Cost of carry

This article is about the financial term. For the marketing term, see Carrying cost.

The cost of carry or carrying charge is the cost of storing a physical commodity, such as grain or metals, over a period of time. The carrying charge includes insurance, storage and interest on the invested funds as well as other incidental costs. In interest rate futures markets, it refers to the differential between the yield on a cash instrument and the cost of the funds necessary to buy the instrument.[1] [2]

If long, the cost of carry is the cost of interest paid on a margin account. Conversely, if short, the cost of carry is the cost of paying dividends, or rather the opportunity cost; the cost of purchasing a particular security rather than an alternative. For most investments, the cost of carry generally refers to the risk-free interest rate that could be earned by investing currency in a theoretically safe investment vehicle such as a money market account minus any future cash-flows that are expected from holding an equivalent instrument with the same risk (generally expressed in percentage terms and called the convenience yield). Storage costs (generally expressed as a percentage of the spot price) should be added to the cost of carry for physical commodities such as corn, wheat, or gold.

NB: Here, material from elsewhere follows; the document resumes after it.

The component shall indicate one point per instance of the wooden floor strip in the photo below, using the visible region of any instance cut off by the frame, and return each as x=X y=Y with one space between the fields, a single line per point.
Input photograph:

The cost of carry model expresses the forward price (or, as an approximation, the futures price) as a function of the spot price and the cost of carry.

F = S e^{(r+s-c)t}\,

where

 F is the forward price,
 S is the spot price,
 e is the base of the natural logarithms,
 r is the risk-free interest rate,
 s is the storage cost,
 c is the convenience yield, and
 t is the time to delivery of the forward contract (expressed as a fraction of 1 year).

The same model in currency markets is known as interest rate parity.

For example, a US investor buying a Standard and Poor's 500 e-mini futures contract on the Chicago Mercantile Exchange could expect the cost of carry to be the prevailing risk-free interest rate (around 5% as of November, 2007) minus the expected dividends that one could earn from buying each of the stocks in the S&P 500 and receiving any dividends that they might pay, since the e-mini futures contract is a proxy for the underlying stocks in the S&P 500. Since the contract is a futures contract and settles at some forward date, the actual values of the dividends may not yet be known so the cost of carry must be estimated.